L’article 11 crée, auprès du CNFEL, un conseil d’orientation, regroupant des élus locaux, des experts et des personnalités qualifiées. Ce conseil d’orientation sera chargé de formuler des propositions pour renforcer l’évaluation et la qualité des formations et de proposer un répertoire des formations liées au mandat. Ses propositions sont soumises au CNFEL. Son avis peut être sollicité par le Gouvernement ou le CNFEL.
Enfin, les organismes de formation des élus locaux feront l’objet d’un contrôle renforcé. En cas de manquement à leurs obligations, l’agrément qu’ils doivent obtenir pour former des élus à l’exercice de leur mandat pourra dorénavant être suspendu, voire leur être retiré, par décision du ministre chargé des Collectivités territoriales, après consultation du CNFEL. Ces organismes seront dorénavant soumis aux mêmes règles de fonctionnement, de qualité et de contrôle que les organismes de formation professionnelle de droit commun.

 

L’article 12 définit les règles et procédures liées à l’obtention d’un agrément, nécessaire pour organiser des formations au profit des élus locaux liées à l’exercice de leur mandat.
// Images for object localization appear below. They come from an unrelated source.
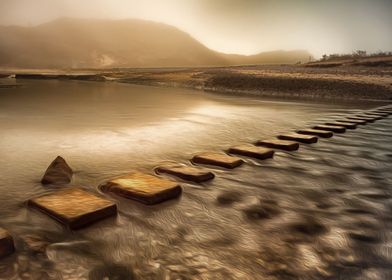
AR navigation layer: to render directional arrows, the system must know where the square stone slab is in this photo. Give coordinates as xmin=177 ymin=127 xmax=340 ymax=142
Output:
xmin=101 ymin=172 xmax=182 ymax=205
xmin=340 ymin=119 xmax=367 ymax=125
xmin=156 ymin=165 xmax=214 ymax=183
xmin=356 ymin=114 xmax=382 ymax=120
xmin=228 ymin=144 xmax=274 ymax=160
xmin=256 ymin=139 xmax=299 ymax=151
xmin=28 ymin=188 xmax=117 ymax=229
xmin=313 ymin=125 xmax=346 ymax=133
xmin=277 ymin=133 xmax=318 ymax=144
xmin=347 ymin=116 xmax=375 ymax=122
xmin=297 ymin=129 xmax=333 ymax=138
xmin=363 ymin=112 xmax=388 ymax=117
xmin=325 ymin=122 xmax=357 ymax=129
xmin=374 ymin=110 xmax=392 ymax=114
xmin=192 ymin=152 xmax=243 ymax=169
xmin=0 ymin=228 xmax=14 ymax=259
Il introduit notamment l’obligation, pour chaque organisme de formation, de produire un rapport annuel sur son activité ; il précise en outre que le ministre chargé des collectivités territoriales définit les obligations liées à l’agrément, et, lorsqu’il constate des manquements, peut suspendre cet agrément pour une durée maximale de quatre mois, à titre conservatoire.

Avant l’expiration de ce délai, et après avis du CNFEL, le ministre peut abroger l’agrément ; l’organisme qui en bénéficiait ne peut alors solliciter de nouvel agrément pendant une période d’un an.
Il soumet également les organismes de formation des élus, avec quelques adaptations, aux règles applicables aux organismes de formation professionnelle : déclaration en préfecture, règles de fonctionnement, contrôles, et certification qualité (seuls les organismes n’exerçant que dans le domaine de la formation des élus et bénéficiant de financements publics issus des collectivités et du DIF élus pour un montant global inférieur à un montant fixé par décret seront exempts de l’obligation de certification).

L’article 13 supprime l’agrément de droit dont bénéficiaient les conseils d’architecture, d’urbanisme et de l’environnement, depuis la loi n° 2016-925 du 7 juillet 2016. Cet agrément de droit est en effet incompatible avec l’introduction de procédures visant à évaluer la qualité des formations et à mieux contrôler les organismes titulaires d’un agrément.

L’article 17 précise que l’agrément des organismes de formation des élus relève du ministre chargé des collectivités territoriales et non du ministre de l’intérieur. Il introduit également des dispositions de coordination rédactionnelle.

L’article 18 dispose, pour assurer la bascule de l’ancien système de formation vers le nouveau régime mis en place, que les élus locaux peuvent utiliser les droits individuels à la formation comptabilisés en heures qu’ils détiennent à la date de publication de l’ordonnance sous cette forme, dans la limite d’un délai de six mois à compter de cette date.

L’article 19 est relatif aux dates d’entrée en vigueur.
La majorité des dispositions entrent en vigueur à compter du 1er janvier 2022 car elles sont dépendantes de la mise en œuvre par la Caisse des dépôts de la plateforme de formation pour les élus.
Certaines dispositions entrent en vigueur demain.
L’article 13 entrera en vigueur à une date fixée par décret, au plus tard le 1er janvier 2023.